These, however, are not his strongest works. All three plays repeat the common Greek wisdom that one must not count a man as fortunate until his death, and demonstrate this incessantly – which is fine, but they are not equally successful at making it interesting.

Hecuba is the best of the three, for me. The plot structure is more traditional, as well as the themes of loyalty, betrayal and revenge. Hecuba shines as the protagonist, as the most wretched and unfortunate woman of all, and the criticism directed at the Greek army and its generals is more incisive because the characterization of Agamemnon and Odysseus is original. Hecuba's temporary alliance with Agamemnon and her act of revenge against the less powerful enemy, Polymestor, is a brilliant portrayal of the imposed reversals of human relationships. The sacrifice of Polyxena obviously mirrors Iphigeneia's and Euripides deals very well with the intertextuality.

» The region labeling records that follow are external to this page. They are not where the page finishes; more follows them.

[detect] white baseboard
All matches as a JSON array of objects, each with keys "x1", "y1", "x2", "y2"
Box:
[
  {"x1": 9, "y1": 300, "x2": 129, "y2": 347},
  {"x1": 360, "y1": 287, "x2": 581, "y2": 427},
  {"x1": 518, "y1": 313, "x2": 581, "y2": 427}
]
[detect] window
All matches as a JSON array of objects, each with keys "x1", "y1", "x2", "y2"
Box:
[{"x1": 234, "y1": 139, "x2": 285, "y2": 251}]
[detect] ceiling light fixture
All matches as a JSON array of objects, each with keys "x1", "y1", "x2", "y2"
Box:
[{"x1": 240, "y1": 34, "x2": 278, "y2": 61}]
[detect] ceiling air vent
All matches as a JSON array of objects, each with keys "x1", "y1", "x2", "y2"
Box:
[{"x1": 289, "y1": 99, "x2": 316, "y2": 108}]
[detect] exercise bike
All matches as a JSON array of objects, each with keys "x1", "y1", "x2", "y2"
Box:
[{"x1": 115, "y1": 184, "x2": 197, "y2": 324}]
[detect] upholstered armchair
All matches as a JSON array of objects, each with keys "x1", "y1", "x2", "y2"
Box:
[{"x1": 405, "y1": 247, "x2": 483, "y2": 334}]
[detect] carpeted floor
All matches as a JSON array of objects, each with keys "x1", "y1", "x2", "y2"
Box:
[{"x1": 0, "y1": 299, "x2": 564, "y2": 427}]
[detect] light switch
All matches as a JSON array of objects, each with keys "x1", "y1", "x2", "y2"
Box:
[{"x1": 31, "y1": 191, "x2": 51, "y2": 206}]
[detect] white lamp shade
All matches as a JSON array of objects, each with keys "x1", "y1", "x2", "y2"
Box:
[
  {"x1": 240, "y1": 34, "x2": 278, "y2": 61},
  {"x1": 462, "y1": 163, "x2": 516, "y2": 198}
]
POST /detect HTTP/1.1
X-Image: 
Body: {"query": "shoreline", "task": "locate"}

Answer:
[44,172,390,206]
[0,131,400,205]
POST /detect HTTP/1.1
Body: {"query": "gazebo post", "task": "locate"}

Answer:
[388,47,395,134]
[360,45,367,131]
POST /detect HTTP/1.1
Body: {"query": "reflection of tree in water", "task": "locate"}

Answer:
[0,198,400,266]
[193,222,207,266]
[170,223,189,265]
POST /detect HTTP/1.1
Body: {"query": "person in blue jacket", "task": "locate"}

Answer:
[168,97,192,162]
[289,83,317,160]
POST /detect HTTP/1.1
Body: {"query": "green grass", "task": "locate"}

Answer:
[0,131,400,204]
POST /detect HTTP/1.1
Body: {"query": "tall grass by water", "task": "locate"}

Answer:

The Trojan Women has been recognized as one of the most - if not the most - pathetic plays. There is basically no plot, in the Aristotelian sense of enchained actions, simply the piling up of misfortunes. For this reason, the greatest moments are the rhetorical performances by Cassandra, Hecuba and Helen. The prologue with Poseidon and Athena and their plot to punish the Greeks for their impiety impacts the way we read the new "barbaric" decisions taken by the army. The gods however are not integrated in the rest of the plot.

Finally, Andromache. It's a no from me, dog. I can understand that Euripides is an innovative playwright, and that he experimented with the plot structure in this one. But the parallel between suppliant Andromache and suppliant Hermione is not enough to unify the episodes, and while Neoptolemus' arrival as a corpse is a good reversal of the expectation set up from the beginning, Orestes comes from nowhere, as well as Thetis (yes, deus ex machina, but still). What annoyed me the most in this play, however, is the invasion of a sort of bourgeois, prosaic morality regarding marriage, which is really the biggest theme here. You can see why Nietzsche accused Euripides of killing tragic theater and bringing forth the New Comedy. Furthermore, it's anachronistic, maybe, to complain about misogyny in Greek theater, but Euripides just fails to make it interesting. There are mainly gratuitous quips about promiscuous and deceitful women which the author ties to the ever-present absent figure of Helen. Just, no.

3/5 because Hecuba is actually good.